New research presented at this year's Euroanaesthesia congress in Berlin, Germany, suggests that, before an operation, low blood pressure (hypotension) rather than high blood pressure (hypertension) is an independent risk factor for death. The study is by Assistant Professor Dr Robert Sanders, Anesthesiology & Critical Care Trials & Interdisciplinary Outcomes Network (ACTION), Department of Anesthesiology, University of Wisconsin, Madison, WI, USA, and Drs Puja Myles and Sudhir Venkatesan, University of Nottingham, UK, together with collaborators from the University of Southampton, Oxford University and University College London (all UK).

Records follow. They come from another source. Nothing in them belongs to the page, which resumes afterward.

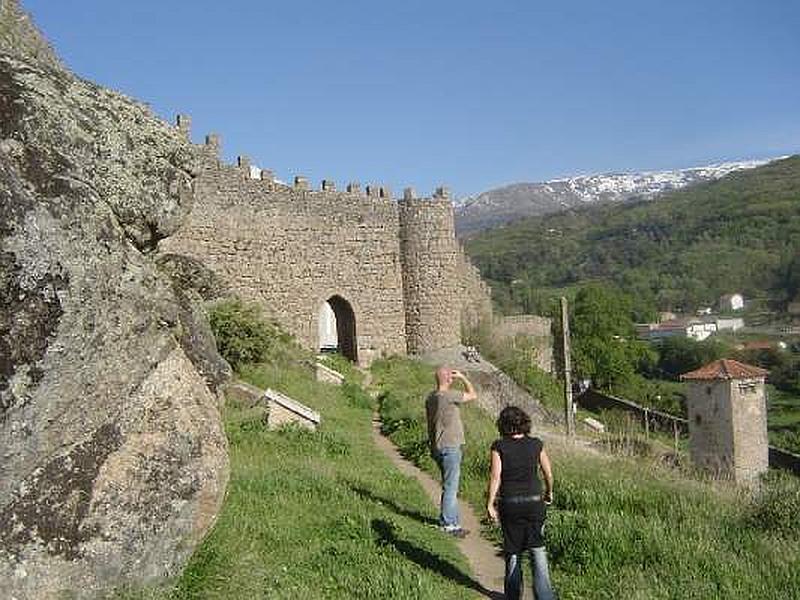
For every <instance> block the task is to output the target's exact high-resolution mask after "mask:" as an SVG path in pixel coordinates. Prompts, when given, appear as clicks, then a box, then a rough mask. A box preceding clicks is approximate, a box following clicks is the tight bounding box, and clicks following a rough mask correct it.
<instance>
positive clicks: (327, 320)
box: [318, 294, 358, 363]
mask: <svg viewBox="0 0 800 600" xmlns="http://www.w3.org/2000/svg"><path fill="white" fill-rule="evenodd" d="M318 346H319V349H320V351H322V352H325V351H332V350H335V351H337V352H339V354H341V355H342V356H344V357H346V358H347V359H349V360H351V361H353V362H354V363H357V362H358V342H357V339H356V316H355V313H354V312H353V307H352V306H351V305H350V303H349V302H348V301H347V300H345V299H344V298H342V297H341V296H339V295H338V294H336V295H333V296H331V297H330V298H328V300H326V301H325V302H324V303H323V304H322V307H321V308H320V311H319V344H318Z"/></svg>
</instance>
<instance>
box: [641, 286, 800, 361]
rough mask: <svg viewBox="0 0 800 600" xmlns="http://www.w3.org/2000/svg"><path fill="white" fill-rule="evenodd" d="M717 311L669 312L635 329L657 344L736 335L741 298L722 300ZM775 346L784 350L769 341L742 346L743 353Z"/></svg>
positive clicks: (733, 298) (701, 310) (700, 309)
mask: <svg viewBox="0 0 800 600" xmlns="http://www.w3.org/2000/svg"><path fill="white" fill-rule="evenodd" d="M716 308H717V310H716V311H715V310H714V309H713V308H712V307H702V308H699V309H698V310H697V311H696V312H695V314H694V315H691V316H684V315H676V314H675V313H672V312H662V313H660V314H659V320H658V322H657V323H640V324H637V325H636V333H637V335H638V337H639V339H642V340H646V341H650V342H659V341H661V340H664V339H667V338H672V337H685V338H690V339H693V340H696V341H698V342H701V341H703V340H706V339H708V338H709V337H711V336H712V335H716V334H720V333H736V332H738V331H740V330H742V329H744V327H745V321H744V317H743V316H739V315H737V314H736V313H740V312H741V311H743V310H744V308H745V299H744V297H743V296H742V294H739V293H733V294H726V295H724V296H722V297H721V298H720V299H719V301H718V303H717V307H716ZM782 333H800V328H798V327H787V328H785V330H784V331H782ZM773 345H777V346H779V347H782V348H785V346H786V344H785V342H778V343H777V344H773V343H772V342H769V341H749V342H744V343H743V344H742V348H744V349H752V350H755V349H759V348H760V347H761V346H763V347H764V348H769V347H772V346H773Z"/></svg>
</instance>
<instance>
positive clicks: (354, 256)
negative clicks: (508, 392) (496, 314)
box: [159, 120, 491, 366]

Despite numerous years of study, the influence of preoperative blood pressure (BP) on perioperative risk remains controversial. In this new research, the authors investigated the relationship between preoperative BP and thirty-day mortality following non-cardiac surgery.
They used data from 252,278 patients from the United Kingdom Clinical Practice Research Datalink to perform their analysis. A number of models of varying complexities were used to account for 29 perioperative risk factors including age, gender, race, comorbidities, medications, and surgical risk score. After risk factor adjustment, the effect of systolic and diastolic hypertension (high blood pressure) was no longer associated with increased odds of perioperative mortality.

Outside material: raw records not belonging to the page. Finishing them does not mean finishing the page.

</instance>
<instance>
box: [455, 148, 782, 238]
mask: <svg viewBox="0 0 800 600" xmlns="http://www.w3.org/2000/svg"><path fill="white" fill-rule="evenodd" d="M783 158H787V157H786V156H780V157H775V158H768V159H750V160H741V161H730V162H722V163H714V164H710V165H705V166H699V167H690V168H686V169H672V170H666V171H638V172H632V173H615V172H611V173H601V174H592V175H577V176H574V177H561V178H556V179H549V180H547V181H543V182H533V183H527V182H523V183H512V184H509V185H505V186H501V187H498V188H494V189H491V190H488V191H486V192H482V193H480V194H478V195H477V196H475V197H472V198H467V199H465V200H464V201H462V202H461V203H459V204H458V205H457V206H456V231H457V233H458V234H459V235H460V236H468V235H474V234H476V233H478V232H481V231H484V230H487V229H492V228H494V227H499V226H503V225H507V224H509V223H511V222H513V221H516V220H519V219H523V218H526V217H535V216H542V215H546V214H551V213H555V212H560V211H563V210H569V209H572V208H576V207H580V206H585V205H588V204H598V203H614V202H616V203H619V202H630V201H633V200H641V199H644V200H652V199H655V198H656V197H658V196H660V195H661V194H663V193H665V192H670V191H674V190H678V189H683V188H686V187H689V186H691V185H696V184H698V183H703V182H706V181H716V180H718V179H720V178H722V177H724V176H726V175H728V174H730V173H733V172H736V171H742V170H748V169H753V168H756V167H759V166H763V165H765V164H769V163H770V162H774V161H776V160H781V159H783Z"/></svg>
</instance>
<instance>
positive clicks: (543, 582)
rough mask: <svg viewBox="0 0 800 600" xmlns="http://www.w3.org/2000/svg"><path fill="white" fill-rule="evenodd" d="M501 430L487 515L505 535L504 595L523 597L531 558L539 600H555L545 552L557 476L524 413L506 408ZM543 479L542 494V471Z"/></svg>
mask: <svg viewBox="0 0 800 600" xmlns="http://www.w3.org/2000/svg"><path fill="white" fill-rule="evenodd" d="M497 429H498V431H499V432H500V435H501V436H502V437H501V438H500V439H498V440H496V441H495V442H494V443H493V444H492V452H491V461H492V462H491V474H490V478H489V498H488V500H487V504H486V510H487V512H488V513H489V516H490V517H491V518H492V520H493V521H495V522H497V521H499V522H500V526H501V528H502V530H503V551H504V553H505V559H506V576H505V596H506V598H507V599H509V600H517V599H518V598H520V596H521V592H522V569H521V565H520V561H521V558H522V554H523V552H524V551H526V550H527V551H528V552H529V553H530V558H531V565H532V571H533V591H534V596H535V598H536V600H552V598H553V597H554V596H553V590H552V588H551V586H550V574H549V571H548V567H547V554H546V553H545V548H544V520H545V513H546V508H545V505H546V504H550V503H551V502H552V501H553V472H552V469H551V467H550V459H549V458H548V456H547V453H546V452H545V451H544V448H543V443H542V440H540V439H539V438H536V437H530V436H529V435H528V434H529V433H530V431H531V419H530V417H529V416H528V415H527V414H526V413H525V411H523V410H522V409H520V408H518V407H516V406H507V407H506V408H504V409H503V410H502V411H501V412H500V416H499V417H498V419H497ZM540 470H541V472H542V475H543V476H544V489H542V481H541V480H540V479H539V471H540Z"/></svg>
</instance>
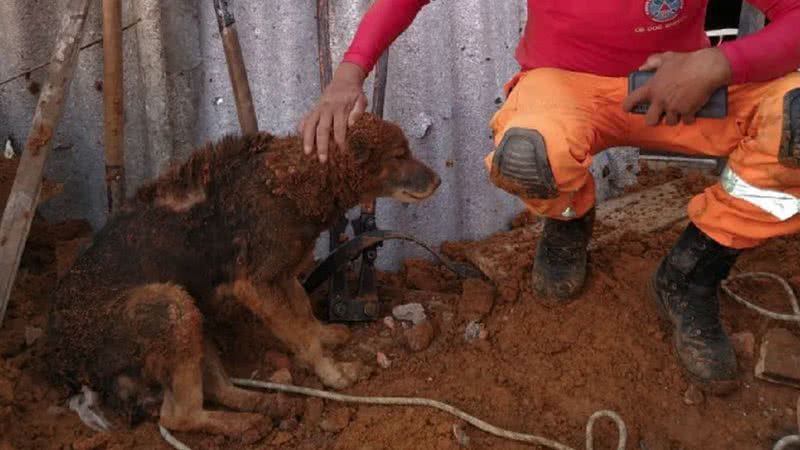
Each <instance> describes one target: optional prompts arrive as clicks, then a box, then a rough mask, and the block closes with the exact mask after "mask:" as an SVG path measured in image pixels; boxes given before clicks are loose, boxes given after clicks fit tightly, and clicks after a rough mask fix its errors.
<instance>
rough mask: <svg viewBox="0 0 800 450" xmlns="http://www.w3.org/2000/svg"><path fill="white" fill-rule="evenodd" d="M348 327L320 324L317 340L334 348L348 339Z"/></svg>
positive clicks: (349, 334) (327, 346)
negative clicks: (318, 340)
mask: <svg viewBox="0 0 800 450" xmlns="http://www.w3.org/2000/svg"><path fill="white" fill-rule="evenodd" d="M350 335H351V333H350V329H349V328H348V327H347V325H339V324H332V325H322V326H320V332H319V340H320V341H322V345H324V346H326V347H329V348H336V347H339V346H341V345H344V344H345V343H347V341H349V340H350Z"/></svg>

However preoperative hypotension (low blood pressure) was associated with statistically significant increases in the odds of perioperative mortality. For patients with a systolic BP of below 100 mmHg, the likelihood of death increased by 40%. For those with a diastolic BP of under 40mmHg, the likelihood of death increased by 2.5 times. While the risk from hypotension was present in patients with low systolic or low diastolic pressure, values below 100/40 were of greatest risk. Hence the likelihood of death further increased as either or both systolic or diastolic BP decreased further.

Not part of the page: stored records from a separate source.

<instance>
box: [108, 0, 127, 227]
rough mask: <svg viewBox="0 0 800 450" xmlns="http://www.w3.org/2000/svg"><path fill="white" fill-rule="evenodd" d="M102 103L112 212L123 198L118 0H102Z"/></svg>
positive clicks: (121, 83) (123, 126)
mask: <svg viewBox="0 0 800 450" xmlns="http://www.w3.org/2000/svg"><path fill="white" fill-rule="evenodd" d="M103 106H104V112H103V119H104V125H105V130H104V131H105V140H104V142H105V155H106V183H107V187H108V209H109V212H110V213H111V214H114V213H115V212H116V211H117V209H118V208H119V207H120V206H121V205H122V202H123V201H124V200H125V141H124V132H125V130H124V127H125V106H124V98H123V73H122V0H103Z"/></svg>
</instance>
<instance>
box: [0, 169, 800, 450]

The authors say: "The effect of preoperative high blood pressure on perioperative risk disappeared after adjusting for confounders including end-organ vascular disease. Hence while high blood pressure control is important for long-term health, high blood pressure itself does not impose a significant risk of postoperative death. Rather the health consequences of uncontrolled high blood pressure convey other health risks--therefore we still recommend that patients' blood pressure should be as well controlled as possible prior to surgery. In contrast, even after adjustment for confounders, we demonstrated the increased perioperative risk associated with preoperative low blood pressure."
They add: "Preoperative low blood pressure is under-recognised as a risk factor for perioperative mortality. Future studies will need to identify how this risk can be modified to improve patient outcomes."